Esta semana, o Conselho Europeu vai votar a atribuição do estatuto oficial de país candidato à Ucrânia. O que implica esta decisão e como se posiciona Portugal sobre o assunto?

Conselho Europeu reúne-se em Bruxelas nos dias 23 e 24 de junho. Foto: Conselho Europeu/Wikimedia Commons

A 28 de fevereiro deste ano, quatro dias apenas após a invasão russa da Ucrânia, o presidente ucraniano Volodymyr Zelensky escreveu uma carta a solicitar a adesão à União Europeia. A 1 de março, o Parlamento Europeu votou favoravelmente a concessão do estatuto. Em abril e maio, a Ucrânia completou os questionários de adesão que lhe foram pedidos. Na última sexta feira (17), foi a vez da Comissão Europeia defender a oficialização da Ucrânia como um país candidato. Mas a última palavra sobre a atribuição do estatuto é agora dos 27 estados-membros que vão reunir-se na próxima quinta e sexta-feira, em Conselho Europeu, para tomar uma decisão final sobre a matéria.

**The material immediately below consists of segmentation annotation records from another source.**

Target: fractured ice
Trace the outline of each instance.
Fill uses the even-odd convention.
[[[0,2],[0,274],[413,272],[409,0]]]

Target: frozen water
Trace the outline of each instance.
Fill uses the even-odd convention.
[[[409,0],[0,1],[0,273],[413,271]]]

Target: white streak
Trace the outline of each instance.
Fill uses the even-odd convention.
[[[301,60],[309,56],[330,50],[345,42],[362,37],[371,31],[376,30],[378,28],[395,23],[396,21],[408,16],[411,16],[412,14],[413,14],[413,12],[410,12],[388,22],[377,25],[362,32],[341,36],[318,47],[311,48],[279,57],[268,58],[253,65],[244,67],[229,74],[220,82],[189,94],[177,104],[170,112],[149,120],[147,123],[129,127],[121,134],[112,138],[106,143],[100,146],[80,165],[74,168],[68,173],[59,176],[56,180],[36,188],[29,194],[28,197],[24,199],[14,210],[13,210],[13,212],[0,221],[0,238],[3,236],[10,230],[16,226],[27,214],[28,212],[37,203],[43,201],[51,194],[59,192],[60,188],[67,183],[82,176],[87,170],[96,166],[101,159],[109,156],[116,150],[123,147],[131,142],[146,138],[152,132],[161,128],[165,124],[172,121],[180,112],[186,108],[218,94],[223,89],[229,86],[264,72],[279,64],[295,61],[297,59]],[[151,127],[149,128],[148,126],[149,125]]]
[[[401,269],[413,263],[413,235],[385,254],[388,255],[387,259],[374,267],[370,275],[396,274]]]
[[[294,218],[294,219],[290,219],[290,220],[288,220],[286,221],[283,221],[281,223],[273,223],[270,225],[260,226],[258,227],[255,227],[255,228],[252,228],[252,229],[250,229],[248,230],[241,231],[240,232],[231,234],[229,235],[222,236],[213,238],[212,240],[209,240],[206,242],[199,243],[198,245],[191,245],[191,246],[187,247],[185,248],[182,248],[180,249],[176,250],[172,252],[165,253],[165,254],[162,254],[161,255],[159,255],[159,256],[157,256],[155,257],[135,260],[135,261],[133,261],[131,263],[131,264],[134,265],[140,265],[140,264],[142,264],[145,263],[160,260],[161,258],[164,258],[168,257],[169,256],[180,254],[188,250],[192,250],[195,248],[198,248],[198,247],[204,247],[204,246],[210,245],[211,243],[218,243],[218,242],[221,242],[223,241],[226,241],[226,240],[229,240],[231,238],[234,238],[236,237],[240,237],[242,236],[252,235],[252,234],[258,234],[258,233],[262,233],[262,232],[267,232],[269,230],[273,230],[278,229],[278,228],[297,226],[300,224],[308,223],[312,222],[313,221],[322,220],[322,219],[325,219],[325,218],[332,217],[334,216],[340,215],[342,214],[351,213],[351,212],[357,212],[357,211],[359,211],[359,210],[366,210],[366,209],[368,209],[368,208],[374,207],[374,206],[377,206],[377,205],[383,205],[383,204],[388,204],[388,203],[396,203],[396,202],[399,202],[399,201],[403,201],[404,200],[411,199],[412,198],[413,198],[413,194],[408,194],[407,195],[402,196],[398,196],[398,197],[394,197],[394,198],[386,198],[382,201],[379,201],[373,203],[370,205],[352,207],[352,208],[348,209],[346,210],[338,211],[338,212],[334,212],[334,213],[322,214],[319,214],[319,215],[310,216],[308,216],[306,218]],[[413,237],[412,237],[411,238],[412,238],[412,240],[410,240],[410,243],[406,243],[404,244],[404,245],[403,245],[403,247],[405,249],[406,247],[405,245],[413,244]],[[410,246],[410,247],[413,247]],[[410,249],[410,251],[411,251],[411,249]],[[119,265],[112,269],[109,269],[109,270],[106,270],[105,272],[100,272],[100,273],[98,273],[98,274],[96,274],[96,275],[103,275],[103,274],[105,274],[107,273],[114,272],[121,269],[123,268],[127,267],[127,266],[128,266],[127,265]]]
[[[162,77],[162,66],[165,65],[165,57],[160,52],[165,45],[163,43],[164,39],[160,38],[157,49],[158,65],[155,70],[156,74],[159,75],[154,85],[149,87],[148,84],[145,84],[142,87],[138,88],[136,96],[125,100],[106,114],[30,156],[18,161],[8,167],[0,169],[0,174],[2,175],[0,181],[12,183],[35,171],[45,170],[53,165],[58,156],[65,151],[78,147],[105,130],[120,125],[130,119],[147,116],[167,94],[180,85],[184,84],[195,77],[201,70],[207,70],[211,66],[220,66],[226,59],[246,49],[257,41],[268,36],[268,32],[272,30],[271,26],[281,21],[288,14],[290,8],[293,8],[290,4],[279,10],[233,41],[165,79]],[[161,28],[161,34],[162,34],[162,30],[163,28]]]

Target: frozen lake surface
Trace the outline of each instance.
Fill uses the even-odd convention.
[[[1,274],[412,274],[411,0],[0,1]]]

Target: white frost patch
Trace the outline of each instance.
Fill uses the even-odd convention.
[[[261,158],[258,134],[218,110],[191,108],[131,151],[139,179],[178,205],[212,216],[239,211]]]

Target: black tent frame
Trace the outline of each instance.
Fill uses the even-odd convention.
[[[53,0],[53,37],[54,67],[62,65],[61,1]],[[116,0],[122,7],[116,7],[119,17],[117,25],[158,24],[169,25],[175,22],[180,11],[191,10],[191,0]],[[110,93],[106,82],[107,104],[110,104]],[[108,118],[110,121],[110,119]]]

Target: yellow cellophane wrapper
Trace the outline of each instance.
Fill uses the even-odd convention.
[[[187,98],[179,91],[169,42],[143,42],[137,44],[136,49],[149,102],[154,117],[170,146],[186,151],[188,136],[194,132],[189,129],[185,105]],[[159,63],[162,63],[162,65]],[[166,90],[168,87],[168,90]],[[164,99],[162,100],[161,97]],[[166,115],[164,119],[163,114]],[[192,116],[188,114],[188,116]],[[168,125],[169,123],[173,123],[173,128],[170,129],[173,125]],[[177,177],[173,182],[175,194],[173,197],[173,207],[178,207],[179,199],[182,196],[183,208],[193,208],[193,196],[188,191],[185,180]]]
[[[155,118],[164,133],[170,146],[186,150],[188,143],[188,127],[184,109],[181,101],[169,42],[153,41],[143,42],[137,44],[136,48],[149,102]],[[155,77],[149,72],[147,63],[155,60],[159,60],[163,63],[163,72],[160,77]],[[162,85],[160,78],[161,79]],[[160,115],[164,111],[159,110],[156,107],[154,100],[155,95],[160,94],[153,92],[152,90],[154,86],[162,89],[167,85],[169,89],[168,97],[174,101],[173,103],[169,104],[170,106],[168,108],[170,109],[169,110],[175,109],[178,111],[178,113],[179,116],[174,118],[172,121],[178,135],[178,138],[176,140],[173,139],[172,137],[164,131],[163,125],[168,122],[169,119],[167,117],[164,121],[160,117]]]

O JPN reuniu algumas perguntas e respostas que podem ajudar a compreender melhor o assunto.

O que é o estatuto oficial de país candidato?

É o primeiro passo para o processo de adesão à União Europeia. Quando um país se encontra nessa fase, significa que atende aos critérios de adesão e está pronto para as negociações formais. Não significa necessariamente que essas negociações serão feitas no imediato após a aprovação do estatuto.

Aliás, a concessão do estatuto oficial de país candidato à Ucrânia ficará dependente do cumprimento de uma série de exigências por parte da União Europeia que deverão ficar especificadas no estatuto que vier a ser assinado entre as partes, no caso de tal vir a acontecer.

Quando será decidida a concessão do estatuto à Ucrânia?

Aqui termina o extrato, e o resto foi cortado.